Several limitations warrant consideration. Our study focused on a single initial administration, lacking data on multiple administrations in clinical settings and long-term follow-up. Consequently, the effects and side effects of multiple injections remain unexplored. Future research should also investigate dose-dependent side effects and conduct comparative analyses of various steroid injection administration methods to provide a comprehensive understanding of their safety and efficacy.
Conclusions
In summary, our study robustly demonstrates the favorable effects of a single deep orbital corticosteroid administration for TED treatment without inducing substantial local or systemic adverse effects. Improvements in local and systemic assessments, TED-related antibody levels, and orbital muscle dimensions underscore the effectiveness of this intervention in modulating TED activity.
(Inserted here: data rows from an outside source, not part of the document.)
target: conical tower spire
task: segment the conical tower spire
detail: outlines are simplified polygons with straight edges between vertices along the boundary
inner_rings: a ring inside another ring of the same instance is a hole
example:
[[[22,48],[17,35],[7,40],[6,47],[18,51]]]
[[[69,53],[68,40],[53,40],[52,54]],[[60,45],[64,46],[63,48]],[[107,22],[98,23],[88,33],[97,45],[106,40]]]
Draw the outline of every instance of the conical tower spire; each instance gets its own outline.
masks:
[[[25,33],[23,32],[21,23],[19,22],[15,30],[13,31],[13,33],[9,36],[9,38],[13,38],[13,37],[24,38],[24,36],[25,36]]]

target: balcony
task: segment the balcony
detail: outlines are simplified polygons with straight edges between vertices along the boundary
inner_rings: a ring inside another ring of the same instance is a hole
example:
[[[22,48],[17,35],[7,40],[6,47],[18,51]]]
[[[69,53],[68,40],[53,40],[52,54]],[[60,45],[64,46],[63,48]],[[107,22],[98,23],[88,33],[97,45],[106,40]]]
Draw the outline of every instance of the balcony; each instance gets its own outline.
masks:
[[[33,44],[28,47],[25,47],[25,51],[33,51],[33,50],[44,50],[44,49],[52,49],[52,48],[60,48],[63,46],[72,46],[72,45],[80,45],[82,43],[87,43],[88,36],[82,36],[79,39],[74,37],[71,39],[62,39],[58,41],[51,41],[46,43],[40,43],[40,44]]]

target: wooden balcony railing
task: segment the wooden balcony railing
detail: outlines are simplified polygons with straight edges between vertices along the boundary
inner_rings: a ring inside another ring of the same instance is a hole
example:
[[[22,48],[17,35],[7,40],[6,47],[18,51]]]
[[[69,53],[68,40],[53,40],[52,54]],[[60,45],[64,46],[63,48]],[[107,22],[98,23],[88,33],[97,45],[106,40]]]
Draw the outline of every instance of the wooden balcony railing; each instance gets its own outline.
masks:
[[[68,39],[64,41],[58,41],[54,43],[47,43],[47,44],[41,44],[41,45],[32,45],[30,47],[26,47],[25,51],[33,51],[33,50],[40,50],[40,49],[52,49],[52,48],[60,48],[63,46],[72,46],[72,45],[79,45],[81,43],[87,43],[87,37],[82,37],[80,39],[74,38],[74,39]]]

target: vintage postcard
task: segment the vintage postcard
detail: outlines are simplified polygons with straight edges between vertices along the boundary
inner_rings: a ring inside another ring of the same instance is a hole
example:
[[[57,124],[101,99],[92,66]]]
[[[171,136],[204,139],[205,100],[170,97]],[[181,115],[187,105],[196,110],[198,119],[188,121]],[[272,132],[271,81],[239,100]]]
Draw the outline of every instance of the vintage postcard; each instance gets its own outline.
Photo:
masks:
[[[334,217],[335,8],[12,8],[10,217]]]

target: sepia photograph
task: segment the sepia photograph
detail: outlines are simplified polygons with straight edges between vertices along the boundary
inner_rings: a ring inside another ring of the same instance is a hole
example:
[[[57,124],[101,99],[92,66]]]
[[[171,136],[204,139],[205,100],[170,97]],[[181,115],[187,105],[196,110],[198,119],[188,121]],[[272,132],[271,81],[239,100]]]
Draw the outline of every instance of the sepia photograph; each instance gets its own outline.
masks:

While our study has limitations, including a limited patient cohort and a lack of iterative treatments, comprehensive validation will necessitate an expanded and iteratively treated patient series in the future.
Data Sharing Statement
The datasets generated and analyzed during the current study are available from the corresponding author on reasonable request.
Ethics Approval
This study was approved by the Ethical Committee of the Oculofacial Clinic Group (Registration ID: 2023072801).
Informed Consent
Written informed consent was obtained from the patients for participation in this study and for the publication of this case report and the accompanying images.
Acknowledgments
We thank Lisa Kreiner, PhD, from Edanz (https://jp.edanz.com/ac) for editing a draft of this manuscript.
Author Contributions
TK and MM conceived the idea of the study. TK supervised the conduct of this study. All authors made a significant contribution to the work reported, whether that is in the conception, study design, execution, acquisition of data, analysis and interpretation, or in all these areas; took part in drafting, revising or critically reviewing the article; gave final approval of the version to be published; have agreed on the journal to which the article has been submitted; and agree to be accountable for all aspects of the work.
Funding
This research received no specific grant from any funding agency in the public, commercial or not-for-profit sectors.
Disclosure
The authors report no conflicts of interest in this work.